02/17/2026
I didn’t always see resistance clearly.
Early in my career as a speech-language pathologist, I thought if I just explained something better, pushed a little more, raised the expectation… the child would rise.
Sometimes they did.
But the kids who struggled the most?
They didn’t push harder.
They protected themselves.
And once I understood the neuroscience behind learning and language processing, everything shifted.
The brain is wired for efficiency and safety.

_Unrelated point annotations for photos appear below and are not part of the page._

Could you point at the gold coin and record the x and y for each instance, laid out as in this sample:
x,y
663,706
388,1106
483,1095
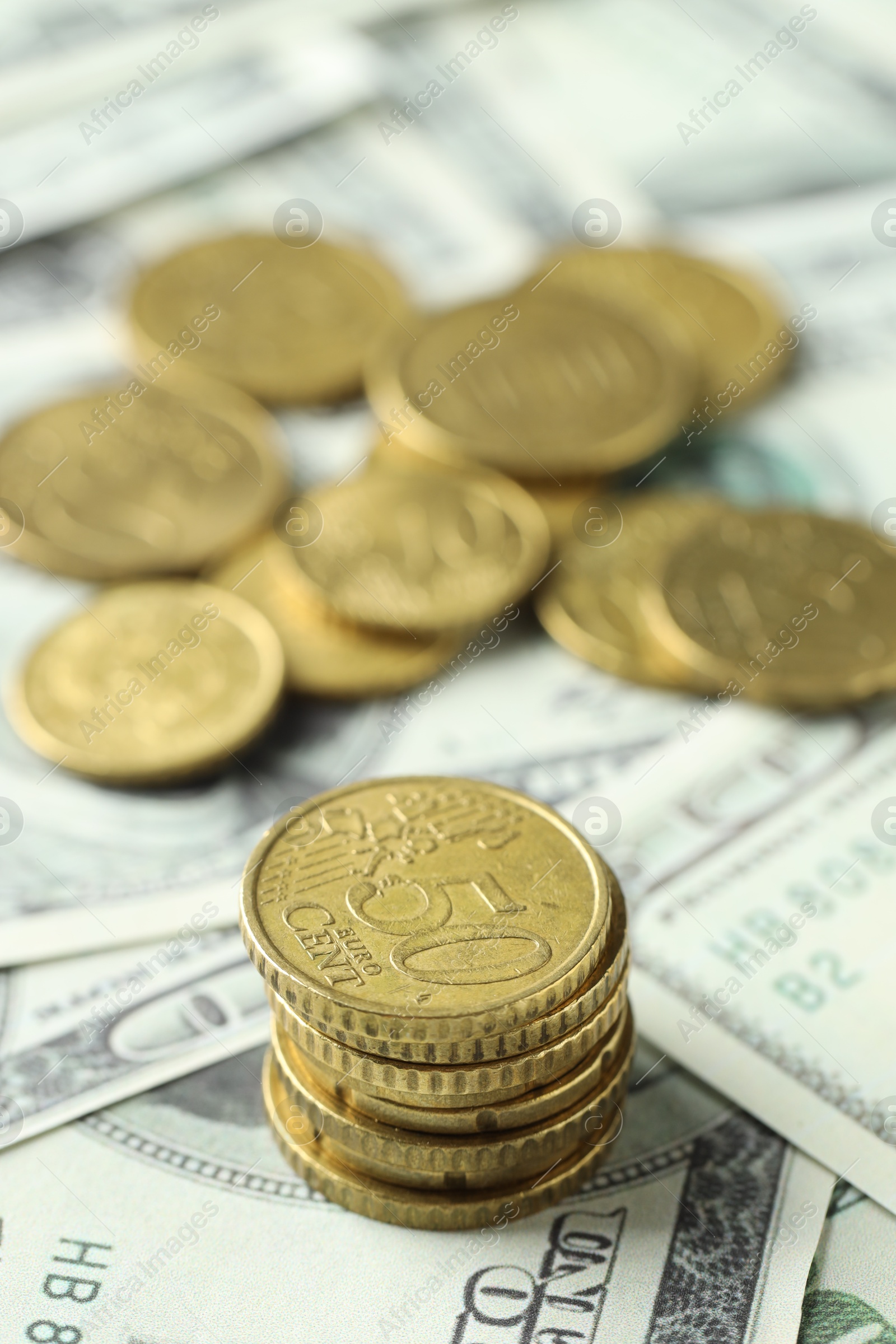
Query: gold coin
x,y
559,502
324,654
152,682
287,324
782,606
414,906
739,337
421,552
590,998
527,1109
453,1086
591,603
142,480
542,386
409,1207
444,1161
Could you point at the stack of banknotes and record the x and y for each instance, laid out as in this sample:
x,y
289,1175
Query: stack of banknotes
x,y
739,790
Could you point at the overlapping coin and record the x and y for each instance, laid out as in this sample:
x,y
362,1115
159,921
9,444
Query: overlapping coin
x,y
446,962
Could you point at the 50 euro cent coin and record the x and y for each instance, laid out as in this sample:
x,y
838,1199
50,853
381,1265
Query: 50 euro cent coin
x,y
324,1039
456,908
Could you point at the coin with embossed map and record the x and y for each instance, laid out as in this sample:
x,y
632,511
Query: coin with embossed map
x,y
152,682
440,909
142,480
421,552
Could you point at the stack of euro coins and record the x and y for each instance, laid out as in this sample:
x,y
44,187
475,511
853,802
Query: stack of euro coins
x,y
688,592
597,362
446,964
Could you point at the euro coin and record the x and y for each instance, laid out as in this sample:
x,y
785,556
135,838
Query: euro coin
x,y
559,502
445,1161
542,386
423,906
152,682
142,480
327,655
530,1108
452,1086
734,326
591,603
594,995
781,606
421,552
436,1210
287,324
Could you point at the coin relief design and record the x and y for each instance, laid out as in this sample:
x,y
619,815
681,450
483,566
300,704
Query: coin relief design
x,y
295,324
155,680
421,552
416,902
127,483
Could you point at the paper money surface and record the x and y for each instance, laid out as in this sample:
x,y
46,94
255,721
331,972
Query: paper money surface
x,y
851,1294
172,1218
86,1032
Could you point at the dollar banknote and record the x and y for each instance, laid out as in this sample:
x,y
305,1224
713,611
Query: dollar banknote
x,y
172,1220
86,1032
851,1294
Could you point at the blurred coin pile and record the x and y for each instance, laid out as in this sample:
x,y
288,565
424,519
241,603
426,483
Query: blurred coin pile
x,y
492,417
777,605
452,1038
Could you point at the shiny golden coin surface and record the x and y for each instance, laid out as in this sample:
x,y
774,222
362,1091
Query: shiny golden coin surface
x,y
287,324
530,1108
152,682
436,1210
782,606
327,655
452,1086
735,327
442,1161
543,386
591,604
416,552
142,480
450,906
593,996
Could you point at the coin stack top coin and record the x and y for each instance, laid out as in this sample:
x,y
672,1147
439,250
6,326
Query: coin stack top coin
x,y
444,909
446,964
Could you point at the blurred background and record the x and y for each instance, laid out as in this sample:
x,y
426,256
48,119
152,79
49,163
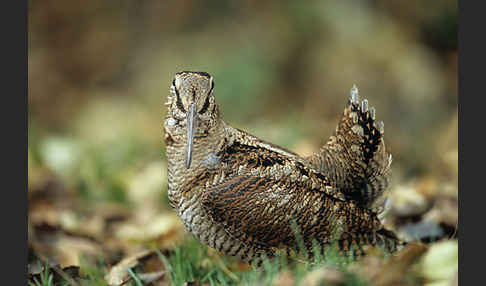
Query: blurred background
x,y
99,73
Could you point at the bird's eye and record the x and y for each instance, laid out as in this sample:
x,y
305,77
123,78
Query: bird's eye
x,y
179,101
206,103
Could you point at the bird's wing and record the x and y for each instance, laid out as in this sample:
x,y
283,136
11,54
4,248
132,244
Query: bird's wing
x,y
262,210
355,158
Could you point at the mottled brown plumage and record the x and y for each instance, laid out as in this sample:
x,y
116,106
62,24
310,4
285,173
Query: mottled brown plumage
x,y
243,196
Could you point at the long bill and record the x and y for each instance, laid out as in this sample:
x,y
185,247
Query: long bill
x,y
191,120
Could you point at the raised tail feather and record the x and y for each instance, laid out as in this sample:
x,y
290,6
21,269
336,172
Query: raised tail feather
x,y
355,157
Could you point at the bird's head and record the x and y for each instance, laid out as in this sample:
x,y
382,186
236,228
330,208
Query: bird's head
x,y
192,103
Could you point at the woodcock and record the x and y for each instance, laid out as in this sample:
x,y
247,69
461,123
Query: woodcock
x,y
246,197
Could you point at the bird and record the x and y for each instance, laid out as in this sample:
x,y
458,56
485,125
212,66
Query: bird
x,y
250,198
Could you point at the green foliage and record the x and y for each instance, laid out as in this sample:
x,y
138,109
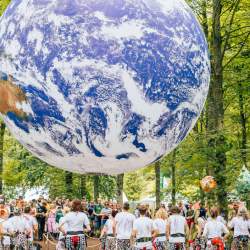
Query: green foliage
x,y
195,158
3,5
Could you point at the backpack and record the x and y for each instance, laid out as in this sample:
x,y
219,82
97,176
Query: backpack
x,y
59,215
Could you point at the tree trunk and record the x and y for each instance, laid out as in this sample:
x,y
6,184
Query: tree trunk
x,y
120,188
216,138
173,175
158,183
69,184
96,187
2,132
83,189
243,122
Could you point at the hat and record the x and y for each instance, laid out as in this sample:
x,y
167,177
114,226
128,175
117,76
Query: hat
x,y
143,207
17,211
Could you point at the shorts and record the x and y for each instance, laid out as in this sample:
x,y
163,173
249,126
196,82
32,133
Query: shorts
x,y
190,222
20,241
75,242
240,242
110,243
123,244
160,245
177,246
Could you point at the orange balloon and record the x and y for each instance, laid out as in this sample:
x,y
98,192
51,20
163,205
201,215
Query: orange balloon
x,y
208,183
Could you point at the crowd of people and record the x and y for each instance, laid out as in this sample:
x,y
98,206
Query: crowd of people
x,y
70,222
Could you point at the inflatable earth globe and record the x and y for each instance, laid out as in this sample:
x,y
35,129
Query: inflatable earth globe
x,y
101,86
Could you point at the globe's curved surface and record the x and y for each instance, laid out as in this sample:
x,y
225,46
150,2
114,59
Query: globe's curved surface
x,y
101,86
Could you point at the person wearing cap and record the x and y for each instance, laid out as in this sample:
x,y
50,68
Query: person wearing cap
x,y
124,226
215,231
19,229
108,232
41,212
241,226
105,213
77,224
160,229
177,229
31,222
143,230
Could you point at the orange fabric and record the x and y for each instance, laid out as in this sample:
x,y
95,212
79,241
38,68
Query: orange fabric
x,y
218,242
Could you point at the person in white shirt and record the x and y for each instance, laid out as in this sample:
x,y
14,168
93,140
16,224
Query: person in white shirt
x,y
143,230
160,229
31,222
124,226
77,223
177,229
108,232
5,231
241,226
214,231
19,228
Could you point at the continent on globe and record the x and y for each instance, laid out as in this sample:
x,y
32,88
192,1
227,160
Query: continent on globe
x,y
104,86
11,95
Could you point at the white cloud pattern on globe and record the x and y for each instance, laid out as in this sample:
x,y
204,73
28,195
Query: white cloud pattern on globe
x,y
101,86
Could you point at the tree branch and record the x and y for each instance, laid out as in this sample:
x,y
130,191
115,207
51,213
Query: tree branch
x,y
238,52
228,33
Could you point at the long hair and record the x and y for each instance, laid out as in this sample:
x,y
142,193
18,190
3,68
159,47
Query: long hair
x,y
161,214
242,212
214,212
76,206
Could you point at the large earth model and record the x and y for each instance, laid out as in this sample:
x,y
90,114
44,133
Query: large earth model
x,y
101,86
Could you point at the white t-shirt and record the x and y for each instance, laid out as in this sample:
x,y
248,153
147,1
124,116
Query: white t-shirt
x,y
18,224
214,228
75,221
6,227
109,226
144,228
61,222
240,226
201,223
31,222
160,225
177,226
124,225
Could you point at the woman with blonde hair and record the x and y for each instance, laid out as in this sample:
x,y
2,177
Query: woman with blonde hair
x,y
241,226
160,228
214,231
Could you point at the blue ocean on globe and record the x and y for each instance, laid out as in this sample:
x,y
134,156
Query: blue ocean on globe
x,y
101,86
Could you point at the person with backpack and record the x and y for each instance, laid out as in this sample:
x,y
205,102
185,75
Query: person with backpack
x,y
241,227
177,229
143,230
215,231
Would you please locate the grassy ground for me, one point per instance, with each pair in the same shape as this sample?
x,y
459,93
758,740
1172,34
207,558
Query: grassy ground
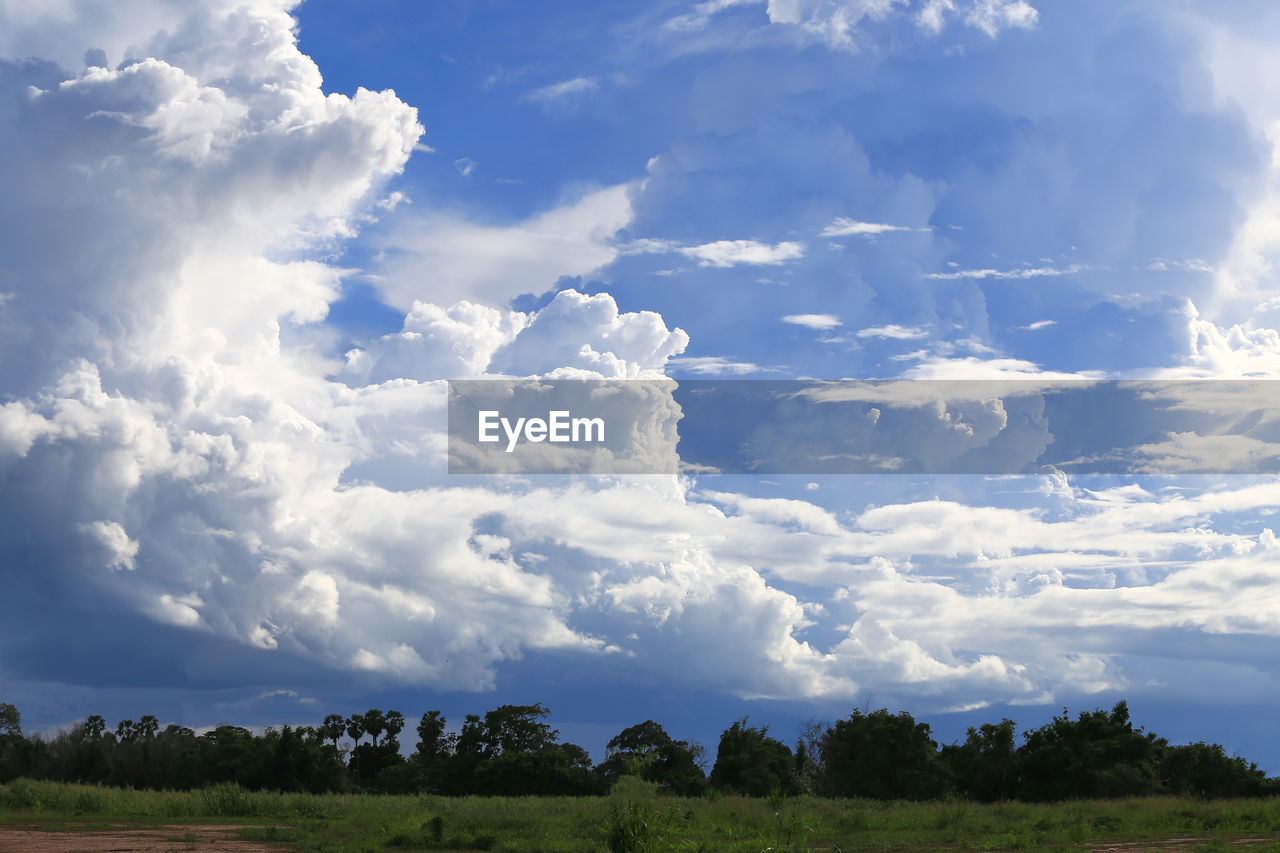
x,y
636,819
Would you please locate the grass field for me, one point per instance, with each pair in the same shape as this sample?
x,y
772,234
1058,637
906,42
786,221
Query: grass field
x,y
636,819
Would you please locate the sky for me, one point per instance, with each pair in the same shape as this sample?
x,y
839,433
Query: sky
x,y
246,245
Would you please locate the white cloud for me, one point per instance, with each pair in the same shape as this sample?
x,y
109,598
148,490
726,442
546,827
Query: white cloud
x,y
836,22
845,227
1029,272
714,366
731,252
813,320
894,332
703,12
568,89
442,259
993,16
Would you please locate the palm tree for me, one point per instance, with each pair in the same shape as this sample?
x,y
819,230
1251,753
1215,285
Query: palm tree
x,y
333,728
394,723
375,724
356,728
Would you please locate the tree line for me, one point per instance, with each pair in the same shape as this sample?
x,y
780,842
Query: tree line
x,y
513,751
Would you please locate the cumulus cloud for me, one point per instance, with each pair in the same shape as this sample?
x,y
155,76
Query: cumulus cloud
x,y
176,447
837,23
568,89
892,332
440,258
845,227
813,320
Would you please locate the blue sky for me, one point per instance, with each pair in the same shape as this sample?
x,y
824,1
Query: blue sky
x,y
246,243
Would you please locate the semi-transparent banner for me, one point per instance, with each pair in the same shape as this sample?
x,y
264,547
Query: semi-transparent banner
x,y
845,427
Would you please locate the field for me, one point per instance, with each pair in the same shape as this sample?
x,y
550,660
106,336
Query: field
x,y
634,819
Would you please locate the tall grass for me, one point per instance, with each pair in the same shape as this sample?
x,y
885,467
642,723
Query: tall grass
x,y
636,819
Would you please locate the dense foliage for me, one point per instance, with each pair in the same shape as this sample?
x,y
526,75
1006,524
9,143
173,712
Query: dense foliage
x,y
513,751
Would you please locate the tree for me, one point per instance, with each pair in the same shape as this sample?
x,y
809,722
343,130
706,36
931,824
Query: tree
x,y
356,726
650,753
1097,755
146,728
430,737
750,762
881,756
10,721
375,723
333,728
94,728
639,739
516,728
1205,770
394,723
984,766
124,731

When language feels confusing, when directions overload working memory, when decoding is effortful, when organizing thoughts feels chaotic,
the nervous system adapts.
It builds habits to avoid cognitive overload.
Guessing.
Rushing.
Deflecting.
Shutting down.
Not because a child doesn’t care.
But because their brain is trying to conserve energy and avoid threat.
Research in cognitive load theory and neuroplasticity shows us something powerful:
Repeated failure wires resistance.
Repeated supported success wires confidence.
And here’s the part adults don’t always want to hear:
We do this too.
We avoid what makes us feel incompetent.
We rush through discomfort.
We overtalk when we’re unsure.
We scroll instead of sitting with something hard.
Learning resistance doesn’t disappear in adulthood.
It just gets better disguised.
So the real question isn’t,
“How do I make them try harder?”
It’s:
“How do I make thinking feel safer?”
For children.
For students.
For ourselves.
Because confidence isn’t about personality.
It’s about experience.
And safety is the foundation of real learning.